HERE'S SOMETHING you never thought you'd see in a movie: John Turturro wearing eyeliner and a King Tut hat, asking for the future to be foretold in bird guts.

Turturro's done plenty of comedy, but gets the biggest laugh of his career when he utters the following line: "What do the entrails say?"

They say you don't have to cut open a duck and dump its innards out on a table to know that Turturro, skilled as he is, is a goofy choice for an Egyptian bigshot.

"Exodus: Gods and Kings" - which does a spectacular job applying modern special effects to the 10 plagues - is itself plagued by a retrograde decision to cast Westerners as Egyptians (not to mention God).

It's the Middle East as Middle Earth.

There are so many Aussies in this movie you'd think Memphis was somewhere between Sydney and Perth. One of them, Joel Edgerton, who plays the slave-driving pharaoh Ramses, does an impersonation of Richard Burton circa "Cleopatra," and so we have an Aussie playing a Brit playing a Roman in another movie set in Egypt.

His Ramses is stepbrother to stalwart warrior Moses, who saves Ramses' life during the movie's opening battle, leaving Ramses jealously in his debt.

When Ramses receives information that Moses is actually Hebrew, he banishes him, setting in motion the story of exile and return and liberation, the latter the result of catastrophes visited upon Egypt.

The plagues are the show here. Despite the movie's silly flaws, what Ridley Scott ("Gladiator") does with frogs and locusts and rivers of blood takes "Exodus" to a place that other biblical epics have not reached.

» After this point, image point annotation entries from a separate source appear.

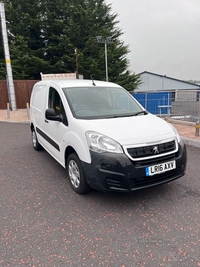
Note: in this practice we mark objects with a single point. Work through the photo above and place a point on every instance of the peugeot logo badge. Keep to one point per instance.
(155, 150)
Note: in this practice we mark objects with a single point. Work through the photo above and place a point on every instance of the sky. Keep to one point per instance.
(163, 36)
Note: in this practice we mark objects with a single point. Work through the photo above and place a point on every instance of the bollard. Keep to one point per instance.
(197, 126)
(8, 111)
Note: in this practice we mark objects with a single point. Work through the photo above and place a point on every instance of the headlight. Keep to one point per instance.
(101, 143)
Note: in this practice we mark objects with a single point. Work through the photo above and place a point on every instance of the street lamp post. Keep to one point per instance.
(107, 40)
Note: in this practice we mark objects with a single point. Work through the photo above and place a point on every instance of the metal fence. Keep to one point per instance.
(179, 104)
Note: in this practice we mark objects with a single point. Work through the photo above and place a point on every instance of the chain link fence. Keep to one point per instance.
(179, 104)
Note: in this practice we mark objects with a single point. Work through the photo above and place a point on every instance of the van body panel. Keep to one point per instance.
(147, 142)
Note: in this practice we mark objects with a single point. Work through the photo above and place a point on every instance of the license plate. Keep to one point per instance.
(160, 168)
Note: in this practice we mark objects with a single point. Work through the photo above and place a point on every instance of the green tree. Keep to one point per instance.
(43, 37)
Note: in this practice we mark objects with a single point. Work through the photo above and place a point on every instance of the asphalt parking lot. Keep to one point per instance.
(44, 223)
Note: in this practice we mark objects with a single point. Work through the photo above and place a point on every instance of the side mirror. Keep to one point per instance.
(51, 115)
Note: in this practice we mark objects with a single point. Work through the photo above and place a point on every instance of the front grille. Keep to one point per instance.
(152, 150)
(154, 161)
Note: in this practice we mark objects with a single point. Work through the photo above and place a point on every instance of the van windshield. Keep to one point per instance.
(101, 102)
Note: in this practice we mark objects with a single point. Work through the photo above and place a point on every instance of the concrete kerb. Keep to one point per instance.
(191, 142)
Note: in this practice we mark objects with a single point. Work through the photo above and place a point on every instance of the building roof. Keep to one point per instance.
(174, 79)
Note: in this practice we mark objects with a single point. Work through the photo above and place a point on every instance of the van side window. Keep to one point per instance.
(55, 102)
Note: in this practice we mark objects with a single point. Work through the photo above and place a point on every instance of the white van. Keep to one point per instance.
(103, 137)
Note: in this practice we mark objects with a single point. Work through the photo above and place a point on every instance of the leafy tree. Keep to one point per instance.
(43, 37)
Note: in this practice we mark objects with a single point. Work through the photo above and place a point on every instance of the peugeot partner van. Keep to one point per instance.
(103, 137)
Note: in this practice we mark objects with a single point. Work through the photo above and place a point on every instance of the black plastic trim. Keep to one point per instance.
(48, 139)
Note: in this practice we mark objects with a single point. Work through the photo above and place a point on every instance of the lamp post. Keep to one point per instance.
(107, 40)
(11, 89)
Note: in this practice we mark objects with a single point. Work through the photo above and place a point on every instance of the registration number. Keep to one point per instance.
(160, 168)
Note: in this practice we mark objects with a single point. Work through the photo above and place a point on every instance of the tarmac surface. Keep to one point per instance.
(187, 130)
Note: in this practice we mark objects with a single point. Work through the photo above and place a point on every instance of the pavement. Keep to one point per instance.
(187, 130)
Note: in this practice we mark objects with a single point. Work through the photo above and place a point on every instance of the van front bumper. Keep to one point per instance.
(116, 172)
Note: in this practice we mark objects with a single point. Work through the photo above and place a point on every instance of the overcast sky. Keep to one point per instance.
(163, 36)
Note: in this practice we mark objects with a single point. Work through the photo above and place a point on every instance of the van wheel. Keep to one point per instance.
(76, 175)
(36, 144)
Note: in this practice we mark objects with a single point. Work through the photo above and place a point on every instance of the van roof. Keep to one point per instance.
(77, 83)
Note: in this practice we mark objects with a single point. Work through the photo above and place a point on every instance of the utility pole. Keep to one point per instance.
(106, 41)
(10, 84)
(76, 53)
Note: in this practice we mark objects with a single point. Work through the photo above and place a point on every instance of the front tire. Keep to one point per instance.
(76, 175)
(36, 144)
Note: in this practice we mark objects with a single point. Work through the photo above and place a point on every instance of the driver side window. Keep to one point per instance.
(55, 102)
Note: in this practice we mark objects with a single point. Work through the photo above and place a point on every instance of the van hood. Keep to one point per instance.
(132, 130)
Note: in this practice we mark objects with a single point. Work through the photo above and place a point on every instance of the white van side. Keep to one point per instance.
(103, 137)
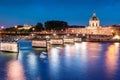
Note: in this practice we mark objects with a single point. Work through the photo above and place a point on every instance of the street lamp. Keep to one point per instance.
(2, 27)
(16, 29)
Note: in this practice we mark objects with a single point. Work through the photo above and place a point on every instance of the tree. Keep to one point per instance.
(56, 25)
(39, 27)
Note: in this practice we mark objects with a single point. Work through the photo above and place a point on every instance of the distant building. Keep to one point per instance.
(94, 28)
(26, 27)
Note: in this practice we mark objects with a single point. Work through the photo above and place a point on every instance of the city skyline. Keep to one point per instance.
(75, 12)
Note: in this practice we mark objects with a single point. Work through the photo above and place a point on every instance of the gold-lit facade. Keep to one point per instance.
(94, 28)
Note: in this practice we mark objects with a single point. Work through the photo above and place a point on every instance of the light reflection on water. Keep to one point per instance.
(79, 61)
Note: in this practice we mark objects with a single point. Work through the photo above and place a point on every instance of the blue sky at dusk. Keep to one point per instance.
(75, 12)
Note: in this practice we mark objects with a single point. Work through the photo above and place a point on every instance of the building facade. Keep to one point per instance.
(93, 28)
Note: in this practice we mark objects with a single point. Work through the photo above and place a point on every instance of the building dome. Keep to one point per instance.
(94, 21)
(94, 18)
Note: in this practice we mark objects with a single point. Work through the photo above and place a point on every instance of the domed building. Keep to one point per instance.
(93, 28)
(94, 22)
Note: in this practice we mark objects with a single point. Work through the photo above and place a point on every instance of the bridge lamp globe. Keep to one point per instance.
(76, 34)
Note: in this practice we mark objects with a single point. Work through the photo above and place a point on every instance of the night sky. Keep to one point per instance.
(75, 12)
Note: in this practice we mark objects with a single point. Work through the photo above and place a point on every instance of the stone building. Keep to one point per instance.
(93, 28)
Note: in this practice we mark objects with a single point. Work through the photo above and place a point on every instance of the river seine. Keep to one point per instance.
(78, 61)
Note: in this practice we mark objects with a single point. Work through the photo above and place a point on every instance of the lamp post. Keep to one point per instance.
(2, 27)
(16, 30)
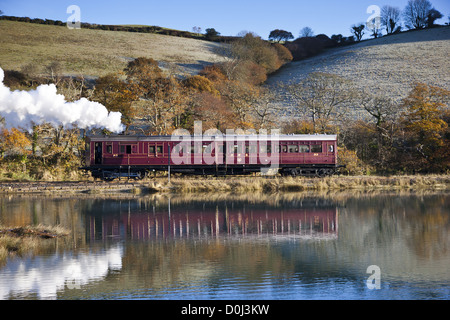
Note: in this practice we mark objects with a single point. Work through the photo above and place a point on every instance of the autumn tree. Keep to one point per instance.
(390, 18)
(416, 13)
(425, 127)
(306, 32)
(241, 98)
(322, 98)
(358, 31)
(432, 16)
(116, 95)
(13, 142)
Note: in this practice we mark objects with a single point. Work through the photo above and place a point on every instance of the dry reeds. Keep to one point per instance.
(21, 240)
(291, 184)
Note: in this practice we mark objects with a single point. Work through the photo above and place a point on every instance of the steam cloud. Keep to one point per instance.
(43, 105)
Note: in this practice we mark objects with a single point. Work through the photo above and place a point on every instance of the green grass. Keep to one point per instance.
(91, 52)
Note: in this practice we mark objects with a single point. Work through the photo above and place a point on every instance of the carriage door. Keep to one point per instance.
(98, 153)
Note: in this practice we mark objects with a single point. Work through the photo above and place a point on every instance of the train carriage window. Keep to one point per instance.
(293, 149)
(316, 148)
(304, 149)
(126, 149)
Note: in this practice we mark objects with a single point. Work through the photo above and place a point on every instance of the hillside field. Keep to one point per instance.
(386, 66)
(94, 53)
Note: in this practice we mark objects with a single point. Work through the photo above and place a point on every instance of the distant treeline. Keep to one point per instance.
(137, 29)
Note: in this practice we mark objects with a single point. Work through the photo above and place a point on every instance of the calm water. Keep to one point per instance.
(228, 247)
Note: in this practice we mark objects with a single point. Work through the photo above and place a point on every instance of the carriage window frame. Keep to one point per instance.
(304, 148)
(293, 148)
(316, 148)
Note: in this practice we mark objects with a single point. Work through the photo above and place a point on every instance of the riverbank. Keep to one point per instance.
(19, 241)
(230, 184)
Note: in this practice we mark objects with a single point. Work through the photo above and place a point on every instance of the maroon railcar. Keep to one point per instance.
(111, 157)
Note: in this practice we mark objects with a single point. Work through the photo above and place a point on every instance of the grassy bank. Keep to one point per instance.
(290, 184)
(19, 241)
(190, 185)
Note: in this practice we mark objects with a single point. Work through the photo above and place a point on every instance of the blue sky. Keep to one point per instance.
(228, 17)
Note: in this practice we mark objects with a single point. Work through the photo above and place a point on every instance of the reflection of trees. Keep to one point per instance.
(398, 231)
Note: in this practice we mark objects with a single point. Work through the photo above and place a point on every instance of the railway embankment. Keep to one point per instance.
(229, 184)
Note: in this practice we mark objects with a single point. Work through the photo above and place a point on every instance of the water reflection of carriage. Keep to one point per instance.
(213, 221)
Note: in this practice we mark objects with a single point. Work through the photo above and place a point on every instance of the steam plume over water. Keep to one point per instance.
(44, 105)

The sequences culminate with the mass killing of Egyptian children - we watch as a silent, spreading shadow stills the breath of one sleeping child after another. The scene is deathly quiet - we can hear the children stop breathing - and disquieting. The deaths are made grotesquely real, and the movie uses this grisly spectacle to wonder (aloud) how these innocents, caught in a crossfire of conflict in which they have no role, could be viewed by anyone as acceptable collateral damage.

The scene seems to reveal Scott's suspicion of dogmatic religious conviction and its consequences. Christian Bale, perhaps taking his cue from Scott, plays Moses as a man who becomes more strident as his faith grows stronger, turning him into a gaunt, knotty-bearded zealot who walks into the desert and howls at the wind.

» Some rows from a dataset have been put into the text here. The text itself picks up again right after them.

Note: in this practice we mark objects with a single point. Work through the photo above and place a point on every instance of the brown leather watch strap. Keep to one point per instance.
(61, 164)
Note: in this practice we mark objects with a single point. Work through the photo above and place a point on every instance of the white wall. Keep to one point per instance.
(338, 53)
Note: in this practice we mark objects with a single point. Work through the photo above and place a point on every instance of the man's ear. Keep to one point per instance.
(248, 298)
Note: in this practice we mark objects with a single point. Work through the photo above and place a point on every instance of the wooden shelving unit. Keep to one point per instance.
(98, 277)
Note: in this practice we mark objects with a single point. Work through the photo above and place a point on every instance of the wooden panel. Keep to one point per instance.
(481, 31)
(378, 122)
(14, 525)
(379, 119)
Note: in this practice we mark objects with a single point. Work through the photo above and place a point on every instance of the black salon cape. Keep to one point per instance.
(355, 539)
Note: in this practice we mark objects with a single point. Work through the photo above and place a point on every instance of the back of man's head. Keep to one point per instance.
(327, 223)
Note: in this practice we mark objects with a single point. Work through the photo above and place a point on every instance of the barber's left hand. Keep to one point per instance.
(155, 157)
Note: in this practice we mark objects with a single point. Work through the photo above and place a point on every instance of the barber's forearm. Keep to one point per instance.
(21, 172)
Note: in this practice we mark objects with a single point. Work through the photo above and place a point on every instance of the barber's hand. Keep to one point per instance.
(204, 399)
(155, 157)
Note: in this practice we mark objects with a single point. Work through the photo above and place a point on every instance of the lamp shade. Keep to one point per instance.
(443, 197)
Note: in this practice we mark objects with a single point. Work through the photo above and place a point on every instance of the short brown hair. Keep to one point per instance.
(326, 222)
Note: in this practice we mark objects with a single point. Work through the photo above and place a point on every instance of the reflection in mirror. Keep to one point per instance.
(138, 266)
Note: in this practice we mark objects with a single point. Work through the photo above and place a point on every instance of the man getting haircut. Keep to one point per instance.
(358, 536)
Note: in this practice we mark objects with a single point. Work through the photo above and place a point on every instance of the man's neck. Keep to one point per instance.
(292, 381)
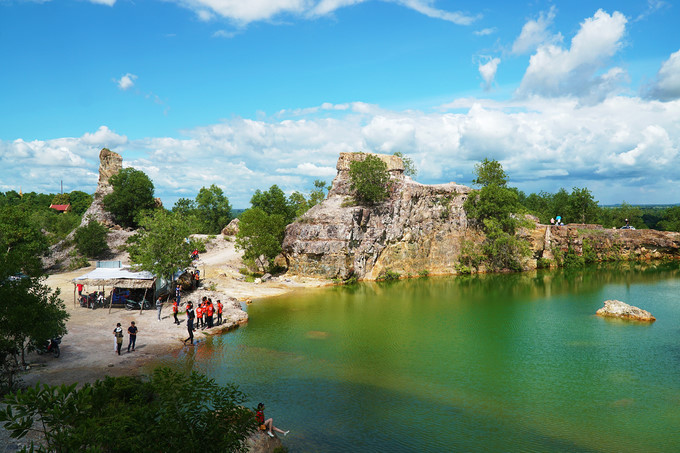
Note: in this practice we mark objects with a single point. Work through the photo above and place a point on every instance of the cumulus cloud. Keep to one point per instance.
(535, 33)
(126, 82)
(666, 85)
(621, 148)
(244, 12)
(485, 31)
(488, 71)
(556, 71)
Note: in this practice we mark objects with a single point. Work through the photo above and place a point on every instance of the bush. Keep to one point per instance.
(91, 239)
(370, 180)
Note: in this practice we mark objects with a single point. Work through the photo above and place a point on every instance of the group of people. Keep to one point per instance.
(203, 315)
(118, 336)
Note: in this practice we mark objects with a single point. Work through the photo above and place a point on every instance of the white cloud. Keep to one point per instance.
(244, 12)
(126, 82)
(555, 71)
(621, 148)
(666, 86)
(485, 31)
(488, 71)
(535, 33)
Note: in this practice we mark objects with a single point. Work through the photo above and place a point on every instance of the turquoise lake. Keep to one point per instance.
(515, 362)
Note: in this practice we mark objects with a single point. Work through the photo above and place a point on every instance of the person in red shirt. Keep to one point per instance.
(175, 309)
(219, 312)
(210, 310)
(199, 315)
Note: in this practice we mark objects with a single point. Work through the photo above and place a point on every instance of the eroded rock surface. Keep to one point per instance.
(419, 228)
(618, 309)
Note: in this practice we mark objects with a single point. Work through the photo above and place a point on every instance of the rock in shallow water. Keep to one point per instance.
(618, 309)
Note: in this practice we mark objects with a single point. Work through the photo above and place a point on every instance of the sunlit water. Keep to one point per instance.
(490, 363)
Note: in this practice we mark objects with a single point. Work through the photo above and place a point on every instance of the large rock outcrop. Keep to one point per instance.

Or so it seems to his friends (Aaron Paul is Joshua). In these scenes, Moses is actually talking to God or his emissary, taking the form of a boy (Isaac Andrews), who is impatient for Moses to accept his role as man who will lead the Jews out of Egypt, out of slavery.

When it finally happens, it allows Scott to take his De Mille-ian crack at the Red Sea. Again, he delivers this spectacle on a more realistic scale, shooting Moses and his people at eye level as they struggle with the current, pulled by the gathering wall of water forming out of view.

The tumult of the crashing waves seems to leave everyone exhausted, including Scott, who dashes off the Ten Commandments in a few seconds.

It ends with Moses on the road to the promised land, a devastated Egypt in his wake, the land of milk and honey somewhere over the horizon.